Hiring women is the only thing to do for businesses and auto dealerships that want to succeed.
Diversity is a key factor that attracts the “creative class” (as Richard Florida calls people who work in fields that require problem-solving). Diverse communities are creative communities, and they’re better equipped to keep up in the digital age.
The cumulative results of a gender-diverse society are breathtaking. As Alec Ross notes, “States and societies that most systematically and intentionally advantage the position of women in business and in the economy . . . are those that compete and succeed.”
Women in the Automotive Workplace
Despite the facts, however, many industries — including the automotive industry, where we spend most of our time — are slow and resistant to change.
According to an NADA 2015 workforce study analyzing the diversity in the automotive industry:
- Women make up only 18.5% of employees in the automotive industry.
- Only 8% of these female employees work in key leadership positions, while 91% work in the office and admin support.
- The turnover for female sales consultants is 90%.
These pathetic statistics make even less sense when compared to the economic incentive for change:
- 85% of all automotive buying decisions in the U.S. are influenced by women.

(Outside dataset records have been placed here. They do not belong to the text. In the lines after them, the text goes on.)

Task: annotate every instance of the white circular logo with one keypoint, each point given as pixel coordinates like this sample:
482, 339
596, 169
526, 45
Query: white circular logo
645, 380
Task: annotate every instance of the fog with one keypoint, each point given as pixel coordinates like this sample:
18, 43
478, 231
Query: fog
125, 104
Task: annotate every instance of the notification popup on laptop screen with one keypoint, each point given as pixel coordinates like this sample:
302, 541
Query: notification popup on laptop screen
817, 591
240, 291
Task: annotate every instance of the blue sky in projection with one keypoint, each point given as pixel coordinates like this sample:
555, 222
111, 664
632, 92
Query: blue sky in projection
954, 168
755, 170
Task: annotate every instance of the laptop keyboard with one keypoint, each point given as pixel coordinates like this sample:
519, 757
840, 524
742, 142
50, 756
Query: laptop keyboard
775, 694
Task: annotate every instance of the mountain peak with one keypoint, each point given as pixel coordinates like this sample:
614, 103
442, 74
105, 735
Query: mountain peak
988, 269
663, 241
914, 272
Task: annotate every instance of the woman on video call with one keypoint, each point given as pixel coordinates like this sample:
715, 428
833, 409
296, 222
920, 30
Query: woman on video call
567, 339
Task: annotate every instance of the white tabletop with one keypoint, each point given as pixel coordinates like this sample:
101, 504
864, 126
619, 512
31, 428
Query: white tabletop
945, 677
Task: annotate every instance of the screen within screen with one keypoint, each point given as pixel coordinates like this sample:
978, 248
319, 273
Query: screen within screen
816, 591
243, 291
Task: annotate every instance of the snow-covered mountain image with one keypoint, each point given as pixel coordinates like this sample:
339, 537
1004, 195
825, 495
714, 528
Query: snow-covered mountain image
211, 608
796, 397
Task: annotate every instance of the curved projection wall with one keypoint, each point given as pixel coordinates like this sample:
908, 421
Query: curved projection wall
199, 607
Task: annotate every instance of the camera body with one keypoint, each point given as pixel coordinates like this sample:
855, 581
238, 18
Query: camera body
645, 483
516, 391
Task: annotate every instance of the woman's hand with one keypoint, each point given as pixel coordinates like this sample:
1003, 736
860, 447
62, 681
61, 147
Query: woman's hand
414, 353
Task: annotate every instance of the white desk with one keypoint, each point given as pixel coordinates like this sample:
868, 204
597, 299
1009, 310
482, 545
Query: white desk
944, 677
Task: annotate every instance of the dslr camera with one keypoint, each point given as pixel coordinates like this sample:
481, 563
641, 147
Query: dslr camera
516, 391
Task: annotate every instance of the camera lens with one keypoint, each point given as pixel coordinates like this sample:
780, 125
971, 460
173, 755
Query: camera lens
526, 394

- 65% of service work is ordered by women.
- 47% of female buyers prefer female dealers.
Why is gender equality so slow to come when there’s such a high economic incentive for it?
An interview with Christy Roman and Jody DeVere at the recent Digital Dealer conference highlighted the barriers raised by auto dealers. Compensation, tradition, fear of sexual harassment litigation, and good old-fashioned sexism are all barriers to gender equality.
Fortunately, there are answers to these perceived barriers. There is one step that could easily be taken to improve diversity in the automotive industry and other businesses: create a flexible work schedule.
The difficulty of balancing work and home is often the reason women leave a job or the workforce as a whole. According to IMF research, it’s a major reason that Asian countries like Japan have nearly a 25% gap in labor participation between women and men.
In industries such as automotive, with long hours and compensation often based on commission, it is not surprising that women are less likely to participate. As Roman and DeVere noted in their session at Digital Dealer, creative solutions — including part-time work options, breastfeeding support, and attractive maternity leave — could open up options for participation.
After all, if daycare could improve Japan’s economy by allowing women to participate, flexible work schedules and support for women could go a long way in the auto industry and other fields facing challenges with female participation.
Women in Leadership
The economic incentive to find more ways to attract female leaders could not be greater.
Even the center-right economic research institute The Peterson Institute has concluded:
Going from having no women in corporate leadership (the CEO, the board, and other C-suite positions) to a 30% female share is associated with a one-percentage-point increase in net margin — which translates to a 15% increase in profitability for a typical firm.
The next question is: why?
Curt Rice summarizes these findings:
Five of these [leadership behaviors] are used more often by women: people development, expectation & rewards, role models, inspiration, and participative decision making.
Two are used by men and women with equal frequency: intellectual stimulation, and efficient communication.
And two are used more by men: control & corrective action, and individualistic decision making…
With more women in leadership positions, companies will be rated higher on those components of organizational excellence that are positively influenced by the leadership behaviors that women favor.
A diverse organization excels in all areas of leadership behavior. Customers and employees respond to different leadership characteristics. Women ensure that businesses have the leadership skills needed for whatever situation arises by diversifying strengths in the leadership team.
In short: hiring women is not the right thing to do.
Hiring women is the best way to create successful businesses and communities that people actually want to work and live in.